Observing that my speculations wavered, he cited numerous instances in his life of the special action of Providence in his favour, and was bold enough to speak of a star, which his natural acuteness would have checked his doing before me, if his imagination had not been seriously struck.

‘You hand the money over to me, sir?’ I said.

‘Without a moment of hesitation, my dear boy,’ he melted me by answering.

‘You believe you have received a bribe?’

‘That is my entire belief—the sole conclusion I can arrive at. I will tell you, Richie: the old Marquis of Edbury once placed five thousand pounds to my account on a proviso that I should—neglect, is the better word, my Case. I inherited from him at his death; of course his demise cancelled the engagement. He had been the friend of personages implicated. He knew. I suspect he apprehended the unpleasant position of a witness.’

‘But what was the stipulation you presume was implied?’ said I.

‘Something that passed between lawyers: I am not bound to be cognizant of it. Abandon my claims for a few thousands? Not for ten, not for ten hundred times the sum!’
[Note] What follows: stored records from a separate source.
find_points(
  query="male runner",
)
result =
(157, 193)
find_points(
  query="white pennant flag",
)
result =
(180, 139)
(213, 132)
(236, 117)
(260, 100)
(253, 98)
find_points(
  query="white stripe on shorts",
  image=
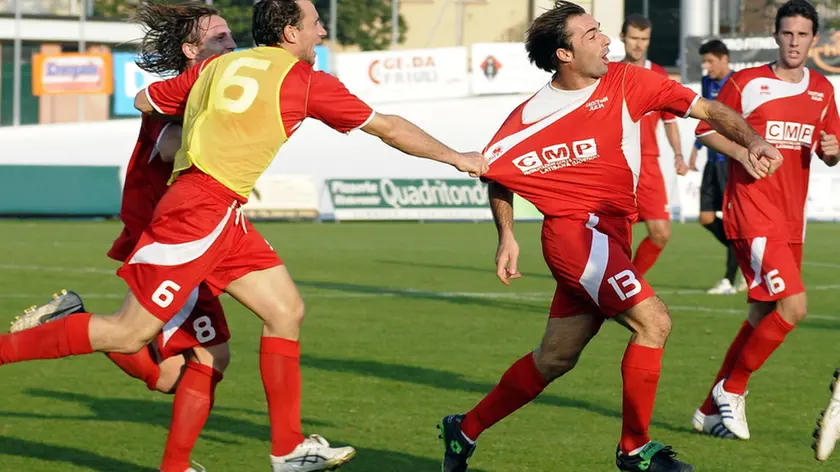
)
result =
(757, 258)
(170, 327)
(596, 266)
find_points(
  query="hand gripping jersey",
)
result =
(572, 152)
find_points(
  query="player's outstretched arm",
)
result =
(761, 158)
(401, 134)
(507, 254)
(169, 142)
(672, 132)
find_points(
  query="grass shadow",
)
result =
(447, 380)
(149, 412)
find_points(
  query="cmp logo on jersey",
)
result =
(557, 156)
(789, 134)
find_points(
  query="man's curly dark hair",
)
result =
(271, 17)
(167, 27)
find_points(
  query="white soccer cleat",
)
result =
(723, 287)
(313, 454)
(733, 411)
(828, 425)
(711, 425)
(63, 303)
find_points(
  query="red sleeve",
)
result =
(830, 123)
(330, 102)
(169, 97)
(646, 91)
(730, 95)
(665, 116)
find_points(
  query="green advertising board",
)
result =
(413, 199)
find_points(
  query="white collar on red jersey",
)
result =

To be free from his boisterous influence, which made my judgement as unsteady as the weather-glass in a hurricane, I left my house and went straight to Dettermain and Newson, who astonished me quite as much by assuring me that the payment of the money was a fact. There was no mystery about it. The intelligence and transfer papers, they said, had not been communicated to them by the firm they were opposed to, but by a solicitor largely connected with the aristocracy; and his letter had briefly declared the unknown donator’s request that legal proceedings should forthwith be stopped. They offered no opinion of their own. Suggestions of any kind, they seemed to think, had weight, and all of them an equal weight, to conclude from the value they assigned to every idea of mine. The name of the solicitor in question was Charles Adolphus Bannerbridge. It was, indeed, my old, one of my oldest friends; the same by whom I had been led to a feast and an evening of fun when a little fellow starting in the London streets. Sure of learning the whole truth from old Mr. Bannerbridge, I walked to his office and heard that he had suddenly been taken ill. I strode on to his house, and entered a house of mourning. The kind old man, remembered by me so vividly, had died overnight. Miss Bannerbridge perceived that I had come on an errand, and with her gentle good breeding led me to speak of it. She knew nothing whatever of the sum of money. She was, however, aware that an annuity had been regularly paid through the intervention of her father. I was referred by her to a Mr. Richards, his recently-established partner. This gentleman was ignorant of the whole transaction.